En à peine sept ans, Idrissa Gueye (21 ans) est passé de l’Institut Diambars (Sénégal) au Stade de France. C’était en mai, lorsque le jeune milieu sénégalais remportait avec Lille la coupe de France, avant de remporter deux semaines plus tard le championnat. Mais le natif de Dakar a encore beaucoup de défis qui l’attendent: gagner ses galons de titulaire avec le LOSC et connaitre sa première sélection chez les Lions de la Téranga. De cette voix qui transpire la maturité, le coéquipier de Moussa Sow fait le point, en exclusivité, avec Afrik-foot.


Afrik-foot : Idrissa, as-tu eu de bonnes sensations lors de ton entrée face à Nancy lors de la première journée de Ligue 1 ?

Idrissa Gueye: Oui, comme je me suis bien échauffé avant d’entrer sur le terrain, j’ai réussi à trouver le rythme. Après c’est bête de concéder le nul sur une erreur défensive (but de Franck Béria contre son camp, NDLR). Mais le résultat est encourageant, car nous avons montré que nous n’avons rien perdu de notre capacité à bien garder le ballon.

Justement, est-ce que tu penses que le LOSC, malgré le départ de certains cadres (Gervinho, Rami, Cabaye) est aussi fort que l’année dernière et sera en mesure de conserver son titre ?

L’objectif cette saison ne sera pas de garder le titre mais plutôt de finir dans les deux premiers. Nous pourrions ainsi jouer la Ligue des Champions à nouveau la saison prochaine, et cette fois-ci dans le grand stade (livraison pour juillet 2012). En ce qui concerne le départ des cadres, je considère que les nouvelles recrues, à défaut de les remplacer, sont capables d’avoir un rendement équivalent. Et puis nous avons fait en sorte des les intégrer au mieux.

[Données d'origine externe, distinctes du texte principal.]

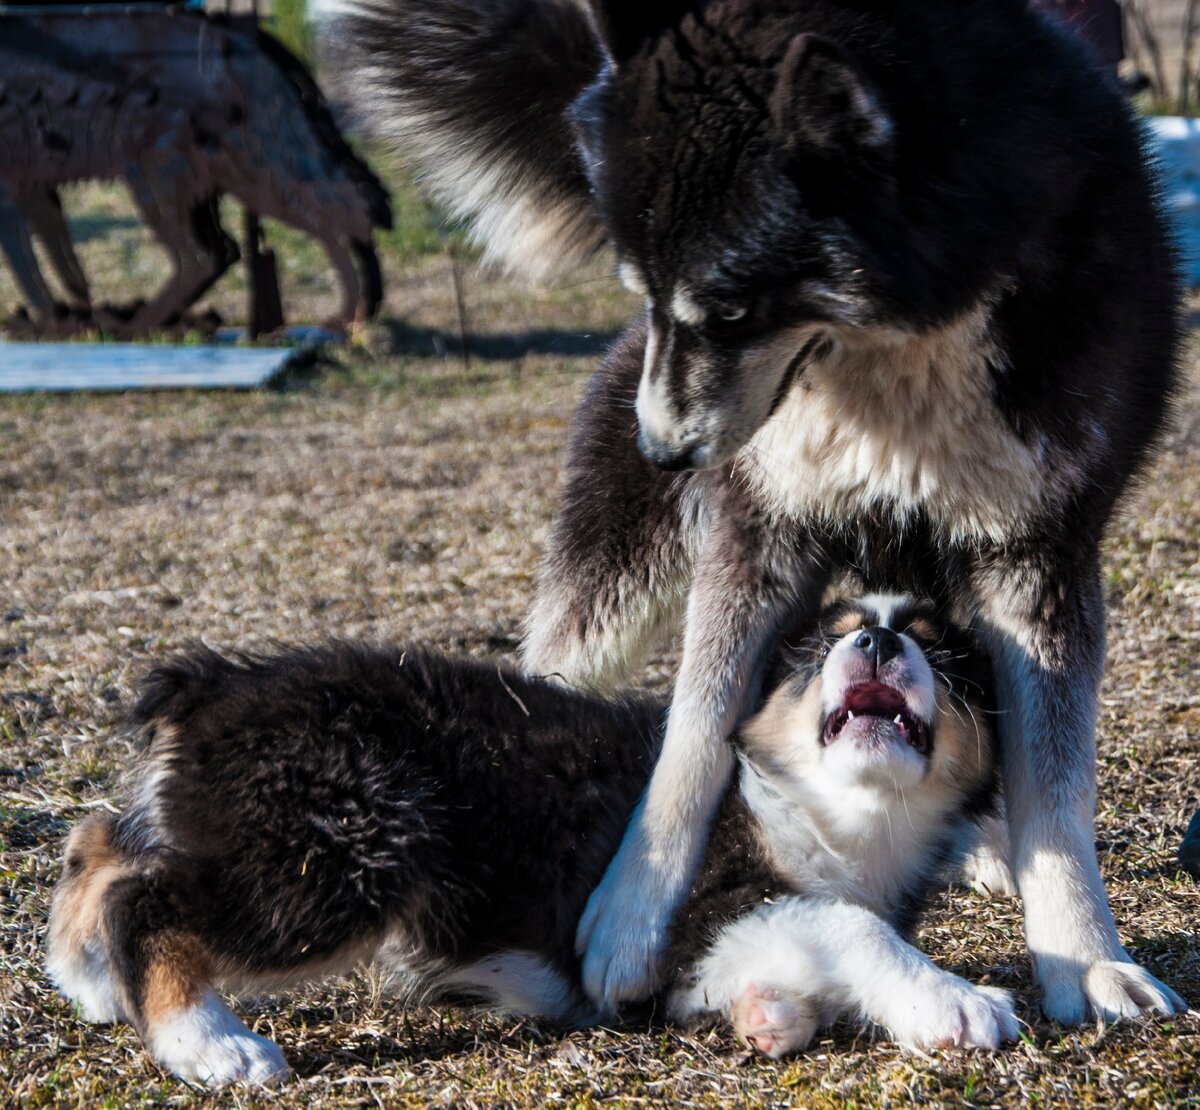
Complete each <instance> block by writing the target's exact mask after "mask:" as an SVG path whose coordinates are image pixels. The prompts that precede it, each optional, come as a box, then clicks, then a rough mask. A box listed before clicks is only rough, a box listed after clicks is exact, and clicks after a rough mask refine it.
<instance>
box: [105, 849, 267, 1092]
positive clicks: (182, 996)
mask: <svg viewBox="0 0 1200 1110" xmlns="http://www.w3.org/2000/svg"><path fill="white" fill-rule="evenodd" d="M176 898H178V894H176V892H173V890H172V889H170V888H169V887H168V884H167V883H166V882H164V881H162V880H161V878H160V877H157V876H156V875H155V874H154V872H152V871H140V872H138V874H133V875H128V876H126V877H124V878H119V880H116V881H115V882H114V883H112V884H110V886H109V888H108V890H107V892H106V894H104V907H103V913H102V929H103V934H104V942H106V949H107V953H108V960H109V966H110V968H112V973H113V979H114V983H115V986H116V992H118V997H119V998H120V1002H121V1008H122V1010H124V1012H125V1013H126V1014H127V1015H128V1019H130V1021H131V1022H132V1024H133V1026H134V1028H136V1030H137V1031H138V1034H139V1036H140V1037H142V1039H143V1042H144V1043H145V1045H146V1048H148V1049H149V1051H150V1055H151V1056H152V1057H154V1058H155V1061H156V1062H157V1063H158V1064H160V1066H161V1067H163V1068H166V1069H167V1070H168V1072H170V1073H173V1074H174V1075H179V1076H180V1078H182V1079H188V1080H193V1081H196V1082H203V1084H211V1085H214V1086H221V1085H224V1084H232V1082H248V1084H272V1082H278V1081H281V1080H283V1079H286V1078H287V1075H288V1066H287V1062H286V1061H284V1058H283V1054H282V1052H281V1051H280V1050H278V1048H277V1046H276V1045H275V1044H274V1043H272V1042H270V1040H268V1039H266V1038H265V1037H259V1036H257V1034H256V1033H252V1032H251V1031H250V1030H248V1028H246V1026H245V1025H242V1022H241V1021H239V1020H238V1018H236V1016H235V1015H234V1014H233V1012H232V1010H230V1009H229V1008H228V1007H227V1006H226V1004H224V1003H223V1002H222V1001H221V1000H220V998H218V997H217V995H216V991H215V990H214V989H212V974H214V967H212V961H211V959H210V956H209V954H208V953H206V952H205V949H204V947H203V946H202V944H200V942H199V941H198V940H197V938H196V937H194V936H193V935H191V934H190V932H188V931H186V929H184V928H182V925H181V917H182V914H180V912H179V910H178V906H176Z"/></svg>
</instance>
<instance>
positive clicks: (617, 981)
mask: <svg viewBox="0 0 1200 1110" xmlns="http://www.w3.org/2000/svg"><path fill="white" fill-rule="evenodd" d="M640 901H641V904H638V902H640ZM588 911H589V916H588V917H586V918H584V920H583V923H581V932H580V938H578V940H580V944H581V947H582V946H583V944H586V946H587V947H586V949H584V955H583V968H582V978H583V989H584V990H586V991H587V994H588V997H589V998H590V1000H592V1001H593V1002H594V1003H595V1004H596V1006H599V1007H601V1008H602V1009H604V1010H605V1012H607V1013H614V1012H616V1010H617V1009H618V1008H619V1007H620V1006H622V1003H625V1002H638V1001H641V1000H643V998H648V997H649V996H650V995H652V994H653V992H654V989H655V986H656V985H658V962H659V956H660V954H661V953H660V950H659V946H660V943H661V940H662V937H664V935H665V926H666V918H667V914H666V913H665V912H656V911H655V907H654V906H653V905H652V904H650V902H649V901H648V900H647V901H642V900H640V898H638V892H636V890H629V889H628V888H625V889H620V888H619V887H618V888H616V889H614V888H612V887H610V888H607V889H606V888H605V887H604V886H601V887H598V888H596V890H595V893H594V894H593V895H592V901H590V902H588ZM584 926H586V929H584Z"/></svg>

Ton club étant engagé en Ligue des Champions, est-ce que tu t’attends à avoir davantage de temps de jeu cette saison ?

Je l’espère. Même si le coach (Rudi Garcia) m’a dit que je n’avais qu’un statut de remplaçant, je donne tout à l’entraînement pour lui montrer que je mérite d’être titulaire. Mais de toute façon, je suis encore jeune et je continue de faire ma progression au LOSC, en espérant un jour pouvoir évoluer dans l’un des mes deux clubs de cœur, Marseille et Manchester United.

Avant de rejoindre le LOSC, tu as été formé à l’Institut Diambars au Sénégal. Que retiens-tu de cette expérience ?

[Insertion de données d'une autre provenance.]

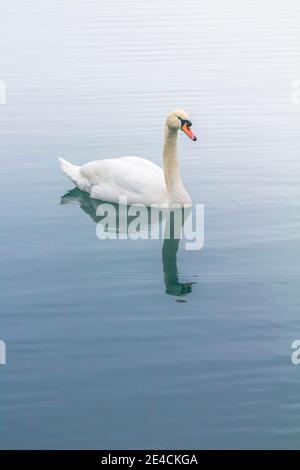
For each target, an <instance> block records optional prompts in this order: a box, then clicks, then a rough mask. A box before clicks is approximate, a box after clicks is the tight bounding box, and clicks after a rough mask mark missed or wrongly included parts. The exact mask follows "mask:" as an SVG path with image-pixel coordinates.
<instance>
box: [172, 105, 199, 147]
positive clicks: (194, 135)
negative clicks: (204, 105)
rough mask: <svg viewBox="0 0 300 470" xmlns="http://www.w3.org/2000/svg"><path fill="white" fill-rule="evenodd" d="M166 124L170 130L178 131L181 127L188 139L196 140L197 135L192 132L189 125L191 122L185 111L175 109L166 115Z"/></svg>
mask: <svg viewBox="0 0 300 470" xmlns="http://www.w3.org/2000/svg"><path fill="white" fill-rule="evenodd" d="M166 123H167V126H168V128H169V129H171V130H172V131H178V130H179V129H181V130H182V131H183V132H184V133H185V134H186V135H187V136H188V137H189V138H190V139H192V140H197V137H196V136H195V134H194V133H193V131H192V129H191V126H192V123H191V121H190V120H189V117H188V115H187V113H186V112H185V111H182V110H181V109H177V110H176V111H173V112H172V113H170V114H169V115H168V116H167V121H166Z"/></svg>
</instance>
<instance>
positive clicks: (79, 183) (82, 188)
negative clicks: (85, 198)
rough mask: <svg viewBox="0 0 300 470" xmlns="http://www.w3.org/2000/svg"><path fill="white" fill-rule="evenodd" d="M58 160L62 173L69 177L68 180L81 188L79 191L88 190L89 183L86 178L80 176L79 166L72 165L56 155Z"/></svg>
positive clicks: (80, 175)
mask: <svg viewBox="0 0 300 470" xmlns="http://www.w3.org/2000/svg"><path fill="white" fill-rule="evenodd" d="M58 159H59V161H60V166H61V169H62V171H63V172H64V174H65V175H66V176H67V177H68V178H70V180H71V181H72V182H73V183H74V184H75V186H77V188H79V189H81V191H89V189H90V184H89V182H88V181H87V179H86V178H85V177H84V176H82V174H81V172H80V166H78V165H72V163H70V162H67V160H64V159H63V158H60V157H58Z"/></svg>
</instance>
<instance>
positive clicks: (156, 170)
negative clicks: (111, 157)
mask: <svg viewBox="0 0 300 470" xmlns="http://www.w3.org/2000/svg"><path fill="white" fill-rule="evenodd" d="M119 160H123V161H125V162H128V163H131V164H133V165H136V166H138V167H139V168H145V169H147V170H149V171H153V172H154V173H156V174H160V175H161V174H162V171H163V170H162V169H161V168H160V167H159V166H158V165H156V164H155V163H153V162H151V161H150V160H146V158H141V157H121V158H119Z"/></svg>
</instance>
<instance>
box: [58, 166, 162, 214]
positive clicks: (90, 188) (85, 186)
mask: <svg viewBox="0 0 300 470" xmlns="http://www.w3.org/2000/svg"><path fill="white" fill-rule="evenodd" d="M64 162H65V161H64ZM68 165H71V164H69V163H68V162H65V163H64V166H63V164H62V167H63V170H64V172H65V174H66V175H67V176H68V177H69V178H70V179H71V180H72V181H73V182H74V183H75V185H76V186H77V187H79V188H80V189H81V190H83V191H87V192H88V193H89V194H90V196H91V197H92V198H95V199H102V200H104V201H110V202H116V203H118V202H119V198H120V196H122V197H126V198H127V202H128V204H145V205H151V204H161V203H162V201H163V202H164V201H165V202H167V200H168V193H167V189H166V185H165V179H164V173H163V170H162V169H161V168H160V167H159V166H157V165H155V164H154V163H152V162H151V161H149V160H145V159H144V158H139V157H121V158H116V159H105V160H96V161H92V162H89V163H86V164H85V165H83V166H81V167H75V166H74V165H71V166H68Z"/></svg>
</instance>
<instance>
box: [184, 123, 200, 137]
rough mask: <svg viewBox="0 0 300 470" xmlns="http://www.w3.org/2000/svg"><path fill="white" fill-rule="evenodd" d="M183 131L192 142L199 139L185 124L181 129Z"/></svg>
mask: <svg viewBox="0 0 300 470" xmlns="http://www.w3.org/2000/svg"><path fill="white" fill-rule="evenodd" d="M181 129H182V130H183V132H184V133H185V134H186V135H187V136H188V137H189V138H190V139H192V140H194V141H195V140H197V137H196V136H195V134H194V132H193V131H192V129H191V128H190V127H189V126H188V125H187V124H186V123H185V124H183V126H182V127H181Z"/></svg>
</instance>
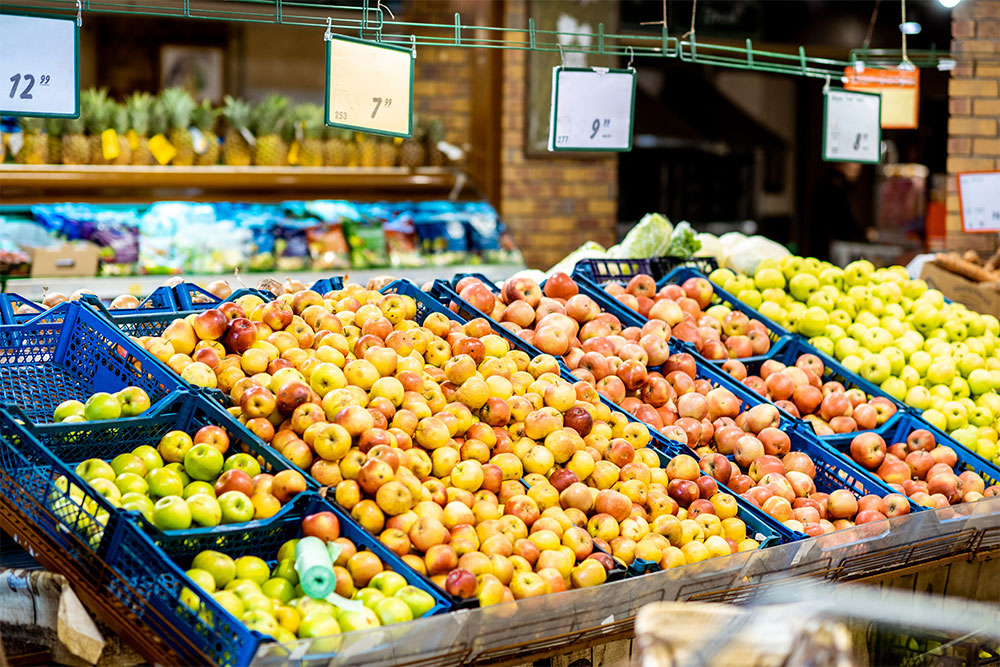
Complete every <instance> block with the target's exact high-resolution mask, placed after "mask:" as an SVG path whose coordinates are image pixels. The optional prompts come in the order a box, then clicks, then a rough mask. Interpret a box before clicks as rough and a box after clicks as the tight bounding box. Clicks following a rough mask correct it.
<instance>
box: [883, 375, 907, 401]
mask: <svg viewBox="0 0 1000 667" xmlns="http://www.w3.org/2000/svg"><path fill="white" fill-rule="evenodd" d="M880 387H881V389H882V391H884V392H885V393H887V394H889V395H890V396H892V397H893V398H895V399H896V400H897V401H901V400H903V399H904V398H906V392H907V387H906V383H905V382H903V381H902V380H901V379H900V378H898V377H890V378H887V379H886V380H885V381H883V382H882V384H881V385H880Z"/></svg>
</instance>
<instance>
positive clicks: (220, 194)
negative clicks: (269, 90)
mask: <svg viewBox="0 0 1000 667" xmlns="http://www.w3.org/2000/svg"><path fill="white" fill-rule="evenodd" d="M0 180H2V181H3V184H4V193H3V195H4V204H10V205H14V204H42V203H57V202H65V201H78V202H93V203H99V202H108V203H126V202H147V201H155V200H158V199H169V198H170V197H181V198H183V199H185V200H188V201H227V200H231V199H233V198H236V199H238V200H241V201H246V200H250V201H283V200H286V199H294V198H296V197H303V198H308V197H313V198H315V197H317V196H337V195H340V196H346V195H349V196H350V197H351V198H352V199H361V200H379V199H384V198H385V196H386V195H389V196H398V197H407V198H413V199H430V198H434V197H442V196H445V195H448V193H450V192H451V191H452V190H454V189H456V185H458V187H461V184H464V182H465V177H464V176H462V175H461V173H460V172H458V171H457V170H454V169H450V168H443V167H417V168H416V169H409V168H407V167H363V168H354V167H174V166H168V167H159V166H153V167H141V166H115V165H21V164H3V165H0Z"/></svg>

J’en garde un très bon souvenir. J’y suis arrivé à l’âge de 14 ans et ils m’ont tout de suite mis dans les meilleures dispositions pour devenir joueur professionnel. Pour moi ce centre de formation est un modèle à suivre pour le développement du football sénégalais voire africain. Ce n’est pas un hasard si Serigne Modou Kara Mbodji, également formé à l’Institut, a été appelé en sélection.

Comment expliques-tu d’ailleurs que tu n’aies pas encore été appelé en équipe nationale?

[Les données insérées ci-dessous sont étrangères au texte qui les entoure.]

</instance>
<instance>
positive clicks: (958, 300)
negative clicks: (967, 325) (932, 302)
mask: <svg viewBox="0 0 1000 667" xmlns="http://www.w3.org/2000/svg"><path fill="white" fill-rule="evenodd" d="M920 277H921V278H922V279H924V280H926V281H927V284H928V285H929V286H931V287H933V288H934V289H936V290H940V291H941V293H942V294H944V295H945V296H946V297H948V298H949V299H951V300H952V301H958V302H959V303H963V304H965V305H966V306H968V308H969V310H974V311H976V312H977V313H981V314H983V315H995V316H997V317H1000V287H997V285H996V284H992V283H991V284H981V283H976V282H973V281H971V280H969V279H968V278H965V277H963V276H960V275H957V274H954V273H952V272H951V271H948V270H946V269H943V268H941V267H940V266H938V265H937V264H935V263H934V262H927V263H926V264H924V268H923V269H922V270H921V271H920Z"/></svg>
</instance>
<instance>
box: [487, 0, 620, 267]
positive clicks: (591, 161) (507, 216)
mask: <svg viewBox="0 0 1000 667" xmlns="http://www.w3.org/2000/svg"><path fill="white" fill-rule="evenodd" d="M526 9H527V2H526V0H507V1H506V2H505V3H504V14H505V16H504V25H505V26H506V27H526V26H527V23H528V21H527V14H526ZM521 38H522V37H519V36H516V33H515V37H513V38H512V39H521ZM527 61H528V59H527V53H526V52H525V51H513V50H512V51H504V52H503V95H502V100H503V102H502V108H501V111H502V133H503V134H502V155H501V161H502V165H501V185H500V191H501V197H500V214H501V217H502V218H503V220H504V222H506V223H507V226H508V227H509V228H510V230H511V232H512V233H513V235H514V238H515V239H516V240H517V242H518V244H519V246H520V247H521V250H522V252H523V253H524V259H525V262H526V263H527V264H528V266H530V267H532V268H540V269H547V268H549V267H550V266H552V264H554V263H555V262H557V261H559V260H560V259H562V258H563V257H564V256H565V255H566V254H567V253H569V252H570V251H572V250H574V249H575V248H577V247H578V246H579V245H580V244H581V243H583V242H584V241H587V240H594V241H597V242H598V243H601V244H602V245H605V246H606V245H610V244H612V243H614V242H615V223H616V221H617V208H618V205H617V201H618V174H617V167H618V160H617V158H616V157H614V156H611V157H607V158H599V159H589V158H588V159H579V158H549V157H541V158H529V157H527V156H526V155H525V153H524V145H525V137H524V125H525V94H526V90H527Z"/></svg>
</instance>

Je ne suis pas pressé. A moi de glaner plus de temps de jeu en Ligue 1 et ensuite on verra. C’est ce qui fait la différence avec Rémi Gomis (Valenciennes, France) et Mohamed Diamé (Wigan, Angleterre). Même si je ne pense pas qu’ils soient meilleurs que moi, ils sont titulaires dans leur club. Mais je ne m’inquiète pas car je suis souvent en contact avec le sélectionneur (Amara Traoré). Il m’a clairement dit que je ferai partie de la sélection dans les années à venir.

Ce ne sera vraisemblablement pas le cas de Mbaye Niang, qui vient de choisir l’equipe de France. Est-ce que tu as été surpris ?

Oui car je pensais qu’il allait choisir le Sénégal. Je n’en ai pas encore parlé avec lui mais peut-être que la sélection olympique sénégalaise (Niang a été convoqué en juin pour un match de qualification pour les JO 2012 contre la Tunisie, match qu’il n’a finalement pas pu disputer à cause d’un problème administratif) ne lui a pas plu.